Cursor's Fury (Codex Alera #3)(100)



Sailors stared fearfully up at the sky, muttering darkly under their breaths and making superstitious gestures of warding and protection. Then they drank as much alcohol as possible, walking over their former captain's remains to enter the wine house.

Ullus stepped out of his bungalow to squint up at the sky, fists on his hips. "Bloody crows," he complained, his tone personally offended. "Everyone in the whole crowbegotten town is staying indoors. This could be bad for business."

Ehren set his pen down for a moment and rested his forehead on the edge of his desk. He bit back a dozen insulting replies and settled for a sigh before he went back to his writing, and said, "You may be right."

Someone began ringing the town's storm bell.

Ullus shook his head with disgust, stalked over to a cabinet, and jerked out a large bottle of cheap rum. "Go see what that fool of a watchman is on about now."

"Yes, sir," Ehren said, glad to be able to move. Like everyone else, except possibly Ullus, Ehren was worried about the portents in the sky, the haze of blood over sun and stars.

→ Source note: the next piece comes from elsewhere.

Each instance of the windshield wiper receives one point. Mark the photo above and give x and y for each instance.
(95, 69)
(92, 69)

Unlike everyone else, Ehren knew about the vast storms that the Canim had hurled at the western shores of Alera only a few years ago. Ehren knew that their ritualists were capable of great feats of power rivaling or surpassing the furycraft of the Realm.

And Ehren knew that an unscrupulous captain with no time to spare and a suspiciously large load of goods to sell had, three weeks and one day ago, sailed from Westmiston for the Canim homeland.

The bloody-hued sky was surely no natural event. If, as he suspected, it meant that the Canim were exerting their power again, and this time on a scale no one had dreamed they could manage, then business was going to be very bad in Westmiston-and anywhere else within sailing range of Canim raiders.

He finished the line he was working on-his notes, encoded in a cipher known only to the Cursors, rather than the books Ullus assumed he was balancing. He'd already prepared a summary of all that he had learned in the past months, and only the last several days' worth of observations needed to be added to the small, waterproof case at Ehren's belt.

He did so, then left the bungalow, jogging down toward the harbor at an easy pace. His footsteps sounded loud in the unusual silence of the islands. It did not take him long to see why the watchman had begun ringing the chimes-a ship had arrived in the harbor. It took him a moment to be sure, but when he saw Captain Demos on deck, he recognized the vessel as the Slive. She had come in under a strong wind and full sail, and her crewmen moved with the jerking haste of tired men with no time to spare.

A sudden gust of cold wind pushed at Ehren, and he peered out at the western horizon. There, far out over the sea, he could see a long line of darkness on the horizon. Storm clouds.

The Slive spent its incoming momentum on a sudden turn, and her timbers shook and groaned. A bow wave pressed out ahead of the vessel, high enough to send a sheet of seawater over the quay, before the ship itself bellied up to the quay, already facing back to the west, toward the mouth of the harbor, ready to run for open water.

Ehren was suddenly very sure that he wanted off the island.

He headed on down to the harbor and went out along the rickety old quay to the Slive.

Two men loitering on deck with bows in hand took note of him as he did. Ehren slowed his steps cautiously as he approached the ship, and he stood well back from the gangplank as it was cast down.

Captain Demos was the first man onto the plank, and he gave Ehren a flat stare with nothing human in it but for an instant of recognition. He nodded, and said, "The fence's scribe."

"Yes, Captain," Ehren said with a bow of his head. "How may I serve you?"